3.- a) Gemäss Art. 9 Abs. 2 lit. e AHVG wird das Einkommen aus selbstständiger Erwerbstätigkeit ermittelt, indem vom hiedurch erzielten Roheinkommen unter anderem ein Zins des im Betrieb arbeitenden Kapitals abgezogen wird.
Der Zins beträgt für die hier massgeblichen Beitragsjahre 1992/93 gemäss Art. 18 Abs. 1 Satz 1 AHVV (in der seit
1. Januar 1992 geltenden Fassung) 6,5 % (Rz. 1120 der vom Bundesamt für Sozialversicherung [BSV] herausgegebenen Wegleitung über die Beiträge der Selbstständigerwerbenden und Nichterwerbstätigen [WSN] in der AHV, IV und EO [in der seit 1. Januar 1992 gültigen Fassung]).
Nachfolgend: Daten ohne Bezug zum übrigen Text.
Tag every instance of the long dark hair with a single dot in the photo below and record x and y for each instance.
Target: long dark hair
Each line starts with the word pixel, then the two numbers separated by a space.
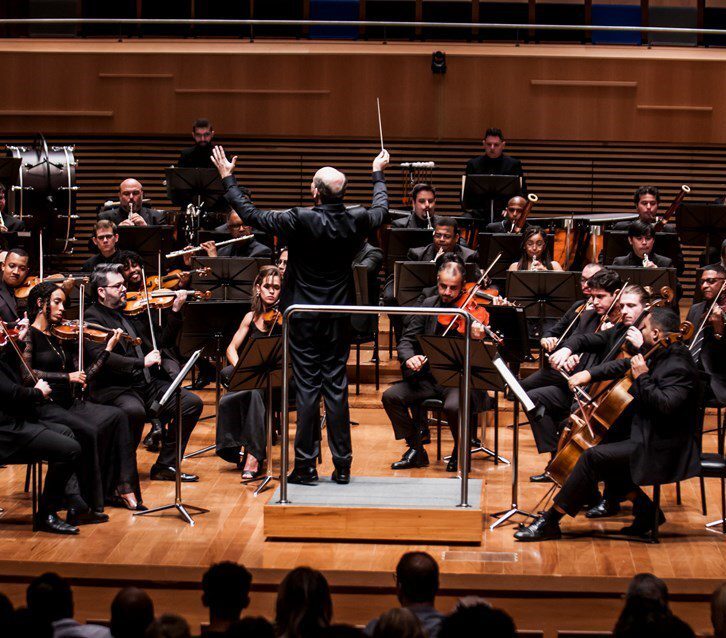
pixel 531 231
pixel 304 606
Das Eigenkapital wird nach den Vorschriften über die direkte Bundessteuer bewertet und auf die nächsten 1000 Franken aufgerundet (Art. 18 Abs. 1 Satz 2 AHVV [in der vom 1. Januar 1986 bis
31. Dezember 1994 gültig gewesenen Fassung).
 
b) Nach Art. 23 Abs. 1 AHVV obliegt es in der Regel den Steuerbehörden, das für die Berechnung der Beiträge Selbstständigerwerbender massgebende Erwerbseinkommen auf Grund der rechtskräftigen Veranlagung für die direkte Bundessteuer und das im Betrieb investierte Eigenkapital auf Grund der entsprechenden rechtskräftigen kantonalen Veranlagung zu ermitteln. Die Angaben der Steuerbehörden hierüber sind für die Ausgleichskassen verbindlich (Art. 23 Abs. 4 AHVV).
Nach der Rechtsprechung begründet jede rechtskräftige Steuerveranlagung die nur mit Tatsachen widerlegbare Vermutung, dass sie der Wirklichkeit entspreche. Da die Ausgleichskassen an die Angaben der Steuerbehörden gebunden sind und das Sozialversicherungsgericht grundsätzlich nur die Kassenverfügung auf ihre Gesetzmässigkeit zu überprüfen hat, darf das Gericht von rechtskräftigen Steuertaxationen bloss dann abweichen, wenn diese klar ausgewiesene Irrtümer enthalten, die ohne weiteres richtig gestellt werden können, oder wenn sachliche Umstände gewürdigt werden müssen, die steuerrechtlich belanglos, sozialversicherungsrechtlich aber bedeutsam sind. Blosse Zweifel an der Richtigkeit einer Steuertaxation genügen hiezu nicht; denn die ordentliche Einkommensermittlung obliegt den Steuerbehörden, in deren Aufgabenkreis das Sozialversicherungsgericht nicht mit eigenen Veranlagungsmassnahmen einzugreifen hat. Die selbstständigerwerbenden Versicherten haben demnach ihre Rechte, auch im Hinblick auf die AHV-rechtliche Beitragspflicht, in erster Linie im Steuerjustizverfahren zu wahren (BGE 110 V 86 Erw. 4 und 370 f., 106 V 130 Erw. 1, 102 V 30 Erw. 3a; AHI 1997 S. 25 Erw. 2b mit Hinweis).
 
c) Bei der Bewertung der zum Eigenkapital gehörenden Liegenschaften ist auf den für die direkte Bundessteuer massgebenden Wert abzustellen. Das Eidgenössische Finanzdepartement hat hiezu die Verordnung über die Bewertung der Grundstücke bei der direkten Bundessteuer vom 31. Juli 1986 erlassen (SR 642. 112). Diese unterscheidet zwischen der Bewertung landwirtschaftlicher und nicht landwirtschaftlicher Grundstücke. Landwirtschaftliche Grundstücke sind nach dem Ertragswert (Art. 3 Abs. 1 der Verordnung), nicht landwirtschaftliche im Allgemeinen nach dem Mittel zwischen Verkehrs- und Ertragswert (Art. 5 der Verordnung) zu bewerten.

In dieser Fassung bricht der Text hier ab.